In the event that a TaskTracker is not performing properly, it can be blacklisted so that no jobs will be scheduled to run on it. There are two types of TaskTracker blacklisting:
- Per-job blacklisting, which prevents scheduling new tasks from a particular job
- Cluster-wide blacklisting, which prevents scheduling new tasks from all jobs
Per-Job Blacklisting
The configuration value mapred.max.tracker.failures in mapred-site.xml specifies a number of task failures in a specific job after which the TaskTracker is blacklisted for that job. The TaskTracker can still accept tasks from other jobs, as long as it is not blacklisted cluster-wide (see below).
A job can only blacklist up to 25% of TaskTrackers in the cluster.
Cluster-Wide Blacklisting
A TaskTracker can be blacklisted cluster-wide for any of the following reasons:
- The number of blacklists from successful jobs (the fault count) exceeds mapred.max.tracker.blacklists
- The TaskTracker has been manually blacklisted using hadoop job -blacklist-tracker <host>
- The status of the TaskTracker (as reported by a user-provided health-check script) is not healthy
If a TaskTracker is blacklisted, any currently running tasks are allowed to finish, but no further tasks are scheduled. If a TaskTracker has been blacklisted due to mapred.max.tracker.blacklists or using the hadoop job -blacklist-tracker <host> command, un-blacklisting requires a TaskTracker restart.
Only 50% of the TaskTrackers in a cluster can be blacklisted at any one time.
After 24 hours, the TaskTracker is automatically removed from the blacklist and can accept jobs again.
Blacklisting a TaskTracker Manually
To blacklist a TaskTracker manually, run the following command as the administrative user:
hadoop job -blacklist-tracker <hostname>
Manually blacklisting a TaskTracker prevents additional tasks from being scheduled on the TaskTracker. Any currently running tasks are allowed to fihish.
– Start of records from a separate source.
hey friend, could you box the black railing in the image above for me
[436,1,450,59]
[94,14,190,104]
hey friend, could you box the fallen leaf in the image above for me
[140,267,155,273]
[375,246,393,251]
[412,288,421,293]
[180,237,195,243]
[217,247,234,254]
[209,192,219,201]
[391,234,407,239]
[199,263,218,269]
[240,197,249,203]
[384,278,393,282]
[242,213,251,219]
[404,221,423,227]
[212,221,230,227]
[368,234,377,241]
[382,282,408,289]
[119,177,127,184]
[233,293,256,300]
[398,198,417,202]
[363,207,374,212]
Un-blacklisting a TaskTracker Manually
If a TaskTracker is blacklisted per job, you can un-blacklist it by running the following command as the administrative user:
hadoop job -unblacklist <jobid> <hostname>
If a TaskTracker has been blacklisted cluster-wide due to mapred.max.tracker.blacklists or using the hadoop job -blacklist-tracker <host> command, un-blacklisting requires a TaskTracker restart. If a TaskTracker has been blacklisted cluster-wide due to a non-healthy status, correct the indicated problem and run the health check script again. When the script picks up the healthy status, the TaskTracker is un-blacklisted.